I sourced much of my knowledge from the FHS (supplemented by information from other sources as well). If you’d like to know more or learn about a directory I did not cover here, seek out this standard for more information.
Archaism
When you learn about Linux, it’s important to understand that it continually evolves since its release almost 30 years ago. As a result, archaic design decisions may persist alongside newer iterations of the same idea.
For example, /proc
started as a virtual filesystem to contain information about running processes. Over time, it exposed system-level data as well (ex. cpuinfo
, etc.). Since this cluttered /proc
’s original focus on individual processes, /sys
was created to house system-level data exclusively. Though, a lot of the same system-level data still exists in /proc
to maintain compatibility with programs that expect it there.
Linux was not immediately created in its final form, and often lives in a transitional state between old and new ideas. So if the distinction between certain directories feels unclear, it may be a result of this continual evolution.
Beyond the context of Linux, archaism is everywhere.

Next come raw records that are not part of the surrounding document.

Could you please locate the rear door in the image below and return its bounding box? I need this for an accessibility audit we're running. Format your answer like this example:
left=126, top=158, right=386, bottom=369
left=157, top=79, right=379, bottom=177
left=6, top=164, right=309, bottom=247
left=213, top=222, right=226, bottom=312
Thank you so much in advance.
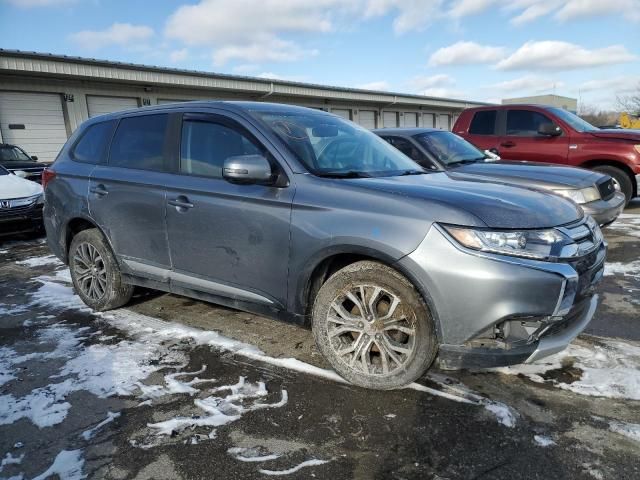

JavaScript was popularized as the language that all browsers understand despite its notorious reputation. To address the flaws of JavaScript, TypeScript was invented: a language that sits “on-top” of JavaScript. If you did not know the history of JavaScript as the arbitrarily-standard language of all browsers, the fact that TypeScript compiles to JavaScript might seem incredibly bizarre. Only recently did we standardize WebAssembly, an assembly language for the web, that lets browsers break ties with JavaScript entirely!
My point is that almost no standardized software was made in its perfect form. In order to maintain backwards compatibility while iterating towards a better future, icky bits of archaism may hang around longer than we like.
The realization that software is incredibly human has vastly improved my ability to synthesize new information and empathize with the way things are rather than the way they should be. The sooner you realize this, the clearer the picture becomes and the better of a software engineer you will be.